I'm happy to go with whatever you decide is best.

benoitbryon commented 10 years ago

in places where this command will be used, potentially by non-Python people or non-pytest people, I think e.g. py.test tests/healthchecks --healthcheck is slightly better than py.test tests/healthchecks -m healthcheck on account of one fewer arcane command-line switch; and it is potentially nicer for newcomers to pytest and hospital.

I understand your point of view. But I do not have enough feedback from community to guess what option would be best... and have to make a biased choice :( Right now, my (blindfolded) guess (maybe wrong) would be: For newcomers to hospital and pytest who want hospital features, I would recommend trying hospital without pytest first. If users want pytest too, I suppose they really want to learn pytest too and they will not be afraid about learning the -m option. And users of pytest who want hospital features may appreciate using a builtin feature of pytest (markers).
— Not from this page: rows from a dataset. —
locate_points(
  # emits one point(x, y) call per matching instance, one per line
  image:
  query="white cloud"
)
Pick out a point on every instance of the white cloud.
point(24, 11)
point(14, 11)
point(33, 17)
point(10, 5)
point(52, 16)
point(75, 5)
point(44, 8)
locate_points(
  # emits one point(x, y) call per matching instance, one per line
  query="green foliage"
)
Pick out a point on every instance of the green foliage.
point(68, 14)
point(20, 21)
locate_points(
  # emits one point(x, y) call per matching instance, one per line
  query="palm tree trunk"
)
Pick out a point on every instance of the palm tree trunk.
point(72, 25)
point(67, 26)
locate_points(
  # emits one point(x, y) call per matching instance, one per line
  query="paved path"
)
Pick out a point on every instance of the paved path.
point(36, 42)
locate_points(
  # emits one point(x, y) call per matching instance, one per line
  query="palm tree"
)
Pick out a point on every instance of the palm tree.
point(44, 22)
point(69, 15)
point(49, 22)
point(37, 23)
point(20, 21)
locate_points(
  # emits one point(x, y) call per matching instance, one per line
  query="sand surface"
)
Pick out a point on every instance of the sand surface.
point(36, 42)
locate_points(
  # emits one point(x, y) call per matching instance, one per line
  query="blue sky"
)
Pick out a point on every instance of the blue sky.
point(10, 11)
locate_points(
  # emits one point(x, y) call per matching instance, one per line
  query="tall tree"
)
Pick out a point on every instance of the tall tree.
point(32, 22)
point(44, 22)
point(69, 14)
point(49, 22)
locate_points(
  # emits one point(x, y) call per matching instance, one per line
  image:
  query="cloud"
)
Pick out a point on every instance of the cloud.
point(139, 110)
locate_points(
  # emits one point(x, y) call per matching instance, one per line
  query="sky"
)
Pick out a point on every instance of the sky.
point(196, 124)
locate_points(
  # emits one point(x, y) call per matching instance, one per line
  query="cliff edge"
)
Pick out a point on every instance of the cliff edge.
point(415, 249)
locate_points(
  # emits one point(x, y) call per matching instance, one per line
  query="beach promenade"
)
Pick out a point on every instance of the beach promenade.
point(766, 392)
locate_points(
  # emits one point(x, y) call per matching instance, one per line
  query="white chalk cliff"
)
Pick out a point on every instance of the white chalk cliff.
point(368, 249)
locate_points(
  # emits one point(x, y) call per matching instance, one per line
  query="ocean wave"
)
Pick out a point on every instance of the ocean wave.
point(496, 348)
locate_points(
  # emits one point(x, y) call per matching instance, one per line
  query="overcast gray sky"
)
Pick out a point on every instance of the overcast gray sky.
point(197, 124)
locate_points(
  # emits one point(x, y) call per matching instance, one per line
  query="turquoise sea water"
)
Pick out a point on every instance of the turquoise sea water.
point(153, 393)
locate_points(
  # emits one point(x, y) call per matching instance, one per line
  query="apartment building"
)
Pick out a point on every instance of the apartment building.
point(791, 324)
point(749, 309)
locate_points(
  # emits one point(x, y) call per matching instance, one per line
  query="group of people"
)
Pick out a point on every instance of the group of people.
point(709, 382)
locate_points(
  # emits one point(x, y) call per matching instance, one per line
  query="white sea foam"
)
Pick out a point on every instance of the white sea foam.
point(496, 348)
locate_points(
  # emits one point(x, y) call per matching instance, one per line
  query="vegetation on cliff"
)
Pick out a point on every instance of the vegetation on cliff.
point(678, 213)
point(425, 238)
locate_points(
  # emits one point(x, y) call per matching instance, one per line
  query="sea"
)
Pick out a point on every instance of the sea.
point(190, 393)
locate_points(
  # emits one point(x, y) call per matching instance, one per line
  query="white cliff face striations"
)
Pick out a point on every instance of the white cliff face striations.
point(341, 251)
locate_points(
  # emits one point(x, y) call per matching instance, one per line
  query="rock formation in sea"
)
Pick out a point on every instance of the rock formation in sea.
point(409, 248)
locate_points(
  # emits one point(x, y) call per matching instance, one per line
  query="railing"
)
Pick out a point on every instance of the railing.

I do think a helper like --healthcheck only makes sense in the common case, and that e.g. --not-healthcheck wouldn't be worth the effort and confusion.

I think running tests without capturing healthchecks is a common and important use case, because healthchecks can be captured by test runners. It is a side effect of writing healthchecks as special kind of tests. So when you introduce healthchecks, you may like to exclude healthchecks from your (unit|integration|functional) test suite. At least, I do it on the projects where I use hospital. Right now, I do not have much feedback about other's usage.

In doubt, I'd tend to keep the feature as simple as possible for a first release, i.e. "-m healthcheck is fine" and "-m 'not healthcheck' is a common use case". Then let's see if we get some feedback about it once it is released. Also, feel free to submit another pull-request for this --healthcheck option! I may merge it later ;)

Note: I'm working on a talk about hospital for DjangoCon EU... hoping we get some feedback there!

ftobia commented 10 years ago

Sounds good to me.

Cool to hear you're giving a talk on hospital at DjangoCon EU! I'll check it out when it gets posted online.